Math of texmex

Some of the code deals with math, which I think will be a lot clearer if I explain it as math first, and then as code.

The probability mass function

The Poisson-lognormal pmf is a convolution of the Poisson pmf with the lognormal pdf:

\[\begin{split}\mathrm{Poilog}(n; \mu, \sigma) &= \int_0^\infty \mathrm{Poisson}(n; \lambda) \times \mathrm{Lognormal}(\lambda; \mu, \sigma) \,\mathrm{d}\lambda \\ &= \int_0^\infty \frac{\lambda^n e^{-\lambda}}{n!} \times \frac{1}{\lambda \sigma \sqrt{2 \pi}} \exp \left\{ -\frac{(\ln \lambda - \mu)^2}{2 \sigma^2} \right\} \,\mathrm{d}\lambda \\ &= \frac{1}{n! \, \sigma \sqrt{2\pi}} \int_{-\infty}^\infty \exp \left\{ nx - e^x - \frac{1}{2} \left(\frac{x - \mu}{\sigma}\right)^2 \right\} \,\mathrm{d}x,\end{split}\]

where \(n\) is the number of reads, \(\mu\) and \(\sigma\) are the distribution’s location and shape parameters, \(\lambda\) is the “true abundance”, and \(x = \ln \lambda\) is a change of variables.

This integral presents two challenges. First, when \(n\) is large, \(n!\) becomes intractable. Second, when \(x\) is large, the double exponential becomes intractable.

Thankfully, the integral has some nice features: the integrand has a single maximum, and it falls away from the maximum in a reliable way, so we can get around these problems. First, instead of computing \(n!\), I compute \(\log n!\), i.e., \(\log \Gamma (n + 1)\), which is tractable, and put that value inside the exponential integrand. Second, I try to compute the bounds of the numerical integral intelligently.

As \(x \to \infty\), I’ve found that numerical integrators get confused, since the integrand drops off like \(\exp [ \exp (-x) ]\). To get around this problem, I examine the three terms inside the integral:

\[f(x) \equiv nx - e^x - \frac{1}{2} \left( \frac{x - \mu}{\sigma} \right)^2\]

It is easy to numerically compute the \(x^\star\) that maximizes \(f\). To find a good upper bound, I establish some threshold \(T\) (say, \(10^{-10}\)) and iterate:

  1. Guess a difference \(\Delta x\), say \(1.0\).
  2. If \(f(x^\star + \Delta x) / f(x^\star) < T\), then the lower bound \(x^\star + \Delta x\) is far enough away from \(x^\star\) that integrating up to that point will capture most of integral.
  3. If the ratio is not low enough, multiply \(\Delta x\) by some factor, say \(2.0\), and try again.

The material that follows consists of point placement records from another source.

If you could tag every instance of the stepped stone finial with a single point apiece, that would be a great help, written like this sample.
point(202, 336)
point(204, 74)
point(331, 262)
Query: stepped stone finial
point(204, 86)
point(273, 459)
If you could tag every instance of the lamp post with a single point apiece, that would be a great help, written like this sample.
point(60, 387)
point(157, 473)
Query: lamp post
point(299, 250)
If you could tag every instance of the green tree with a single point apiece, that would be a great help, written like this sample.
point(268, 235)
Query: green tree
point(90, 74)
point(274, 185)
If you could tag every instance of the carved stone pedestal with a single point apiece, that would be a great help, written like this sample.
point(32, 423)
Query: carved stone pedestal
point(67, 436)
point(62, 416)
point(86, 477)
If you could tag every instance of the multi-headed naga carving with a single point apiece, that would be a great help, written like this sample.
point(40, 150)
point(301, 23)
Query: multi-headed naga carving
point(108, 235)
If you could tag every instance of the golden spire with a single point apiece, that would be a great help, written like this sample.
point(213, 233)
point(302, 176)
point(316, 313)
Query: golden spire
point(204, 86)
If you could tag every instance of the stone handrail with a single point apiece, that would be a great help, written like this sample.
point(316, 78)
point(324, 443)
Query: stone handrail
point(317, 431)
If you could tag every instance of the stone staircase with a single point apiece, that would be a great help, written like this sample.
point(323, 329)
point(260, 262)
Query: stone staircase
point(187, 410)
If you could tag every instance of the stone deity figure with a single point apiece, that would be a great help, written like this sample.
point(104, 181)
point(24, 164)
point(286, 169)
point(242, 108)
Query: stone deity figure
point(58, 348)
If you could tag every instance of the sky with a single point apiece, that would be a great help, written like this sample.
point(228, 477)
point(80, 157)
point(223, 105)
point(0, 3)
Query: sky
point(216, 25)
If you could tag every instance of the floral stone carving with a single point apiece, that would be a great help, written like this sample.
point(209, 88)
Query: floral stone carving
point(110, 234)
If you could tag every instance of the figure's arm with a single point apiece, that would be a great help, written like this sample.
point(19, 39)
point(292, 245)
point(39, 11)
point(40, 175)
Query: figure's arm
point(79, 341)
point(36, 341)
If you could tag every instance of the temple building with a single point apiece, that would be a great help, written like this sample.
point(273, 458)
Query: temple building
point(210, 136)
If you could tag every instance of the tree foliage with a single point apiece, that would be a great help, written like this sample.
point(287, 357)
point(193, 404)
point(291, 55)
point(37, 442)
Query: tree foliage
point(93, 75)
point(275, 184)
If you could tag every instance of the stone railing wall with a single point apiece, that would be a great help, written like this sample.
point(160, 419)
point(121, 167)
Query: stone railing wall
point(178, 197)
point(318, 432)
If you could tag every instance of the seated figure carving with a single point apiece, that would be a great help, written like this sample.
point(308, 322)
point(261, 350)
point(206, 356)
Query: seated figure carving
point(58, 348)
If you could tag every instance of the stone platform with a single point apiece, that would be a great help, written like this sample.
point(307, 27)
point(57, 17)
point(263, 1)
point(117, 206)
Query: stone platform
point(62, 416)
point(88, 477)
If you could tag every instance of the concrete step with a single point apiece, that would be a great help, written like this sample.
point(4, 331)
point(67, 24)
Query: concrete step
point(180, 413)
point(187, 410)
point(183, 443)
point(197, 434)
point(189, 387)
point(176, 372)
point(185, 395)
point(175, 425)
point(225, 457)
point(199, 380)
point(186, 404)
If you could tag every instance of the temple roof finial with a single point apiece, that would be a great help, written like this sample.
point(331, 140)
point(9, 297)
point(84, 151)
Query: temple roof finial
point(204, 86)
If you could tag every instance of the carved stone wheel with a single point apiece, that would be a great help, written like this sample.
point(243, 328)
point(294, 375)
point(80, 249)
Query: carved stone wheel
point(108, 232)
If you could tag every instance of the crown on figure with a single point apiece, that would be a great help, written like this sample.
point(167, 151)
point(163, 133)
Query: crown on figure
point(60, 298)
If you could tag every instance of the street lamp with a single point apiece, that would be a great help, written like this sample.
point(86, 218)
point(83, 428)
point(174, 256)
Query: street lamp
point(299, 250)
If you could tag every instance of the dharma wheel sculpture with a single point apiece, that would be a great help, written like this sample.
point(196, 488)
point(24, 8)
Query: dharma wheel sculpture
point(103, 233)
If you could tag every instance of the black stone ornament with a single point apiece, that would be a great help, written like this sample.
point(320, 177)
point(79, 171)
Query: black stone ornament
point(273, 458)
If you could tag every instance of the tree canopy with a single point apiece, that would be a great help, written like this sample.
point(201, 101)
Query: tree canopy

As \(x \to -\infty\), the integrand decays like \(\exp (-x^2)\), which doesn’t seem to cause problems for numerical integrators. You could repeat the process used to find the upper bound to find the lower bound (replacing \(x^\star + \Delta x\) with \(x^\star - \Delta x\)), but I found that just using \(-\infty\) as the lower bound works well.

Maximum likelihood estimation

I use two tricks here. First, because \(\sigma\) must be nonnegative, I perform the optimization over \((\mu, \log \sigma)\), which is unconstrained, then convert back to \(\sigma\) after the optimization is complete.

Second, I try to pick smart initial conditions. Good guesses for \(\mu\) and \(\sigma\) are, I think, just the mean and standard deviation of the logarithms of the data themselves, i.e., the maximum likelihood estimates of those parameters for the vanilla lognormal distribution. This works most of the time. In the R package, I found I had to do some mild grid-searching to get good fits for all my samples. In that case, I searched with \(\sigma\) fixed at \(1.0\) and I ran fits with \(\mu \in \{-2.0, -1.0, 0.0, 1.0, 2.0\}\). Usually the first or second attempt worked; I never had a case where none of the fits worked.